What: Shares of Rackspace Hosting ( RAX ) are rising again, jumping as much as 18.8% higher on Friday morning. The move follows a 12.7% boost in the final minutes of Thursday's trading session, sparked by rumors of a private equity takeover.
So what: Friday's lift looks back at the same buyout rumors, but with some added detail. According to Reuters, Apollo Global Management is the private equity firm you'll find in Rackspace's conference rooms these days. Another batch of anonymous insider sources peg the buyout price at "over $3.5 billion."
Now what: We're still in the domain of uncertain rumors, and Reuters admits the talks still could come to nothing. Rackspace has been searching for an exit strategy for two years, and several purported buyouts have already dissolved.

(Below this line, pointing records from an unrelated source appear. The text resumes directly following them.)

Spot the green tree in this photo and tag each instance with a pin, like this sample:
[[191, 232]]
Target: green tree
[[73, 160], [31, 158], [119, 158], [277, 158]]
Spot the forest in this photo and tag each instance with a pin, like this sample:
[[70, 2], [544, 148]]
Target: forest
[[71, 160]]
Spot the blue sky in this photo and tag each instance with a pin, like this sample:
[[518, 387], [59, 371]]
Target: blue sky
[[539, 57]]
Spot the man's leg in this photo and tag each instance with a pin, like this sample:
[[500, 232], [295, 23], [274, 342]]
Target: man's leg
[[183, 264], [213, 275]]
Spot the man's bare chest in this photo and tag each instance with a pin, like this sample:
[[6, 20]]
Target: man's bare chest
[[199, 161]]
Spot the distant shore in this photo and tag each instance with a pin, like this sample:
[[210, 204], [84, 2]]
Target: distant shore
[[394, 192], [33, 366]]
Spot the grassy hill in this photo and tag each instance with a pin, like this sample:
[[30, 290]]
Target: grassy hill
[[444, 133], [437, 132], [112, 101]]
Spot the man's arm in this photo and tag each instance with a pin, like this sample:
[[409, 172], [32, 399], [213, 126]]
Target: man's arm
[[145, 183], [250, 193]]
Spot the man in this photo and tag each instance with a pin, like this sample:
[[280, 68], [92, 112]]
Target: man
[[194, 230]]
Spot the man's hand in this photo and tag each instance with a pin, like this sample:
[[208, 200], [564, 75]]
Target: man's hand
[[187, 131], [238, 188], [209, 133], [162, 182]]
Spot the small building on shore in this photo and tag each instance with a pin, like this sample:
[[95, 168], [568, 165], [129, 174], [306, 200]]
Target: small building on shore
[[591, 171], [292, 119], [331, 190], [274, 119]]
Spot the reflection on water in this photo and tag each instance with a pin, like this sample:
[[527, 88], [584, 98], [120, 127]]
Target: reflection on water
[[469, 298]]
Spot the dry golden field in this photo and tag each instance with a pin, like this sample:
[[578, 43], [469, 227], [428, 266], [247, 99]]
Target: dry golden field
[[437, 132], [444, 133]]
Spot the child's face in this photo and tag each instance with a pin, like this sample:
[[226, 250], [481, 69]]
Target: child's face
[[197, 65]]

That being said, Apollo could absolutely make a move. The company already has interests in Rackspace's cloud computing markets, and it could be interested in another high-quality cloud asset. Apollo has also been very active recently by announcing billion-dollar takeovers of companies in the grocery store, private education services, and home entertainment spaces. Rackspace would be Apollo's largest deal so far in 2016, but $3.5 billion is a realistic bid size from the equity firm's point of view.
As a Rackspace owner myself, I'm less convinced that a $3.5 billion deal would be approved by the company's shareholders. That would be in line with Rackspace's current enterprise value, meaning the suggested buyout premium already has been baked into current trading prices. Share prices have declined by 10% over the last 52 weeks, and that includes the boost of more then 25% since Thursday night.
If Apollo Global makes this bid official, Rackspace's shareholders may hold out for a better deal. Now, essentially all of Rackspace's shares are held by insiders and institutional investors, so that would be the starting shot for further negotiations.
This buyout has a long way to go, but at least it looks like there's some substance to the bidding rumors.